Every rule in this pack has:
- A unique ID (G001 through G015)
- A severity: HIGH, MEDIUM, or LOW
- A machine-readable failure pattern used by CI
- A rationale grounded in a real reporting failure class
- A bad and good example
- A skill scope list (which skills enforce which rules)

Rules with `failure_pattern_type: regex` or `regex_flag_only` are caught
automatically by `sql_data_gotcha.flag_gotchas(text, skill)`.

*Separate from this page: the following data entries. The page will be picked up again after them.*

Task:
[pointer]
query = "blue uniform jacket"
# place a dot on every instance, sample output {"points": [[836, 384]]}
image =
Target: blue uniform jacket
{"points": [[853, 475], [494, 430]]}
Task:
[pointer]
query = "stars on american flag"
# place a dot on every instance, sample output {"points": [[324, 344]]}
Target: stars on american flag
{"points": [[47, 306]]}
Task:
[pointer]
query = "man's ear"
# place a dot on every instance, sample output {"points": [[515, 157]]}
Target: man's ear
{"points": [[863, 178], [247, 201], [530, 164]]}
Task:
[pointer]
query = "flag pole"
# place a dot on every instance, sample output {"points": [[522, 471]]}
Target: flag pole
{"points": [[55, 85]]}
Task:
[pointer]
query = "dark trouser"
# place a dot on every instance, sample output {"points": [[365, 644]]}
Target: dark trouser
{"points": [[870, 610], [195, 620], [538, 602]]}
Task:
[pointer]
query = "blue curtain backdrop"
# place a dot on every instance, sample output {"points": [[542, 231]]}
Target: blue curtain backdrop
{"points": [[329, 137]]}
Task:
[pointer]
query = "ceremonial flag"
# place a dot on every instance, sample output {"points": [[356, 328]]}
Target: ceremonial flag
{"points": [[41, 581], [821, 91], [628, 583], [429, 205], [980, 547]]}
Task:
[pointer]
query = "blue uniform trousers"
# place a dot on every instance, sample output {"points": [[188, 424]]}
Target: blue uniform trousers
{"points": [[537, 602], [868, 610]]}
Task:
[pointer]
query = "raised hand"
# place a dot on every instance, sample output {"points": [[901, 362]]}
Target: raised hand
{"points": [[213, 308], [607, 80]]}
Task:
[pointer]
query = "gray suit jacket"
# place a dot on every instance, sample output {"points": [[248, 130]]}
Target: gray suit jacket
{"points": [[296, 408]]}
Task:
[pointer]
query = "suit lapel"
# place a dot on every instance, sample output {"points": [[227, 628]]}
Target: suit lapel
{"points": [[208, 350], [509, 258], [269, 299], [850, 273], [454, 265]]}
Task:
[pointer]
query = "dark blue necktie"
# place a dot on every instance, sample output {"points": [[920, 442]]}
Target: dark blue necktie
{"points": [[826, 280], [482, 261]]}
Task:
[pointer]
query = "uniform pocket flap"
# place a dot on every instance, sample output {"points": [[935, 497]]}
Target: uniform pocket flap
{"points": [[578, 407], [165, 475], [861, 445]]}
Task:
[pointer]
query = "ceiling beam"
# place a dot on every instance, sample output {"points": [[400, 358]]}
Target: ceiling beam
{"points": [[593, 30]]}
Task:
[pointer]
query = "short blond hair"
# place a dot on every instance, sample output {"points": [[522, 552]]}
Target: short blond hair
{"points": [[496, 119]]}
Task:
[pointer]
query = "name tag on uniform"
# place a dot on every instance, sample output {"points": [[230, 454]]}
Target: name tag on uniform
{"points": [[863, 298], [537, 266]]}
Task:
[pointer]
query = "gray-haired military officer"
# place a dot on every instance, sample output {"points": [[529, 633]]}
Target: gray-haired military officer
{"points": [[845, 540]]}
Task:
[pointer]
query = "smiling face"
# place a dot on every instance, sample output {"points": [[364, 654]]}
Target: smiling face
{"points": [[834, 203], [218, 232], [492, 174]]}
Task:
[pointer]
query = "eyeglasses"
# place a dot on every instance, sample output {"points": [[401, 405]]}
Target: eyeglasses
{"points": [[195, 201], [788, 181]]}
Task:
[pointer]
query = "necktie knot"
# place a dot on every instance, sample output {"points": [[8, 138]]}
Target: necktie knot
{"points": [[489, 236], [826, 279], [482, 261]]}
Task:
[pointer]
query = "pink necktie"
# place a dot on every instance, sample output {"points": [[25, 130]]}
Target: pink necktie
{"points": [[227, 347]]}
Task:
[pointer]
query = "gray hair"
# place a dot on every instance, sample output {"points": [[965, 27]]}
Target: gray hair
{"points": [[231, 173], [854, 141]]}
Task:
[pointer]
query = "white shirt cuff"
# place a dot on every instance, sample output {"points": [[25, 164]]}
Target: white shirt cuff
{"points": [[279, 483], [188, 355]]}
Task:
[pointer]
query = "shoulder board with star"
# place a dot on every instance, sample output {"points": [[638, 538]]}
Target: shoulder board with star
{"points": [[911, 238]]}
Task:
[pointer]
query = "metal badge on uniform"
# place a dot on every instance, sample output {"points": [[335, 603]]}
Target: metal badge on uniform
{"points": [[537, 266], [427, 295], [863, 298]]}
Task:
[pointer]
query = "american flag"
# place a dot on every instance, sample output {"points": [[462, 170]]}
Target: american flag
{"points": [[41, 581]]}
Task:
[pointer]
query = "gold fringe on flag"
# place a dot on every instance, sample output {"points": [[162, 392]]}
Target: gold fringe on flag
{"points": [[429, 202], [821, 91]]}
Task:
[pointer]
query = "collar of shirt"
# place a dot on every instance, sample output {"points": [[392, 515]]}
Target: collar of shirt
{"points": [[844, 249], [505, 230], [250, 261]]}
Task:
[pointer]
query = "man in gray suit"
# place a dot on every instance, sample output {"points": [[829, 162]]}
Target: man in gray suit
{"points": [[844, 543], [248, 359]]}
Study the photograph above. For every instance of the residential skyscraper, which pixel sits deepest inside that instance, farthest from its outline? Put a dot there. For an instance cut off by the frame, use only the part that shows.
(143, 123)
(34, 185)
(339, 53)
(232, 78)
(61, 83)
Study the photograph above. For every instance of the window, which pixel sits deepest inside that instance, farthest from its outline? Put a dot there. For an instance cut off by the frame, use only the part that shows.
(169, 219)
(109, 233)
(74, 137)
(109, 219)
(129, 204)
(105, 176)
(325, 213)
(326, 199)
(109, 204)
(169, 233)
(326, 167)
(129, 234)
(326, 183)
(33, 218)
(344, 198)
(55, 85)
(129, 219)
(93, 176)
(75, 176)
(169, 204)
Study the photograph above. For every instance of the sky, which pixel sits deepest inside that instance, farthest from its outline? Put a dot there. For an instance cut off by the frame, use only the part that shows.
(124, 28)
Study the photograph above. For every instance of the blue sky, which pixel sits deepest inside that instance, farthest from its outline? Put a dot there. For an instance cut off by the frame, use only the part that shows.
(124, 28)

Rules with `failure_pattern_type: behavioral` are injected as enforcement
instructions into the dependent skill's SKILL.md and enforced by the LLM
at generation time.

## Rule Index

| ID   | Severity | Rule summary                                                       | Skills                                   |
|------|----------|--------------------------------------------------------------------|------------------------------------------|
| G001 | HIGH     | Never SELECT *                                                     | sql-report-builder, schema-join-risk-reviewer, data-integrity-investigator |
| G002 | HIGH     | Never aggregate before confirming join cardinality                 | sql-report-builder, schema-join-risk-reviewer, data-integrity-investigator, python-report-validation |
| G003 | HIGH     | Never treat NULL as zero in aggregations                           | all 6 data+SQL skills, kpi-definition-governance |
| G004 | HIGH     | Never let LEFT JOIN be silently converted to INNER JOIN            | sql-report-builder, schema-join-risk-reviewer, data-integrity-investigator |
| G005 | HIGH     | Never join SCD dimension without current/active filter             | sql-report-builder, schema-join-risk-reviewer, data-integrity-investigator |
| G006 | HIGH     | Never mix grains in the same aggregation without documenting it    | sql-report-builder, schema-join-risk-reviewer, kpi-definition-governance, requirements-to-report-spec |
| G007 | HIGH     | Never validate using the same logic as the report under test       | sql-report-builder, data-integrity-investigator, python-reconciliation-engine, python-report-validation |
| G008 | HIGH     | Never define a KPI without inclusion and exclusion criteria        | kpi-definition-governance, requirements-to-report-spec |
| G009 | MEDIUM   | Never report on a column without checking its null rate first      | python-data-investigator, data-integrity-investigator, python-report-validation, requirements-to-report-spec |
| G010 | MEDIUM   | Never infer join type from column name; verify cardinality         | schema-join-risk-reviewer, data-integrity-investigator, sql-report-builder |
| G011 | MEDIUM   | Never let DISTINCT mask a duplicate without investigating the source | sql-report-builder, schema-join-risk-reviewer, data-integrity-investigator |
| G012 | HIGH     | Never reconcile datasets without confirming shared grain+period     | python-reconciliation-engine, data-integrity-investigator, python-report-validation |
| G013 | LOW      | Never write a report spec without a sort tie-break rule            | requirements-to-report-spec, kpi-definition-governance |
| G014 | HIGH     | Never validate a report by row count only                          | python-report-validation, data-integrity-investigator |
| G015 | MEDIUM   | Never treat net-zero reconciliation as proof of correctness        | python-reconciliation-engine, data-integrity-investigator |

## Enforcement model

### For LLM skills
Dependent skills include this block in their Runtime Configuration:

```yaml
gotcha_pack: "sql-data-gotcha-pack"
gotcha_pack_version: "1.0.0"
gotcha_enforcement: "block_on_high"
```

And a Gotcha Enforcement section that lists the applicable rule IDs and
instructs Claude to check each before finalizing output.

### For CI
```python
from shared.sql_data_gotcha_pack.sql_data_gotcha import flag_report

result = flag_report(generated_sql, skill="sql-report-builder")
assert result["pass"], f"HIGH gotcha violations: {result['hits']}"
```

## Adding rules

1. Add an entry to `gotchas.json` with the next sequential ID.
2. Add the skill to the `skills` list of each affected rule.
3. Add the rule ID to the `Gotcha Enforcement` block in each affected SKILL.md.
4. Add a test case to `tests/shared/test_sql_data_gotcha_pack.py`.
5. Run `python tools/check_gotcha_coverage.py` to verify all skills are covered.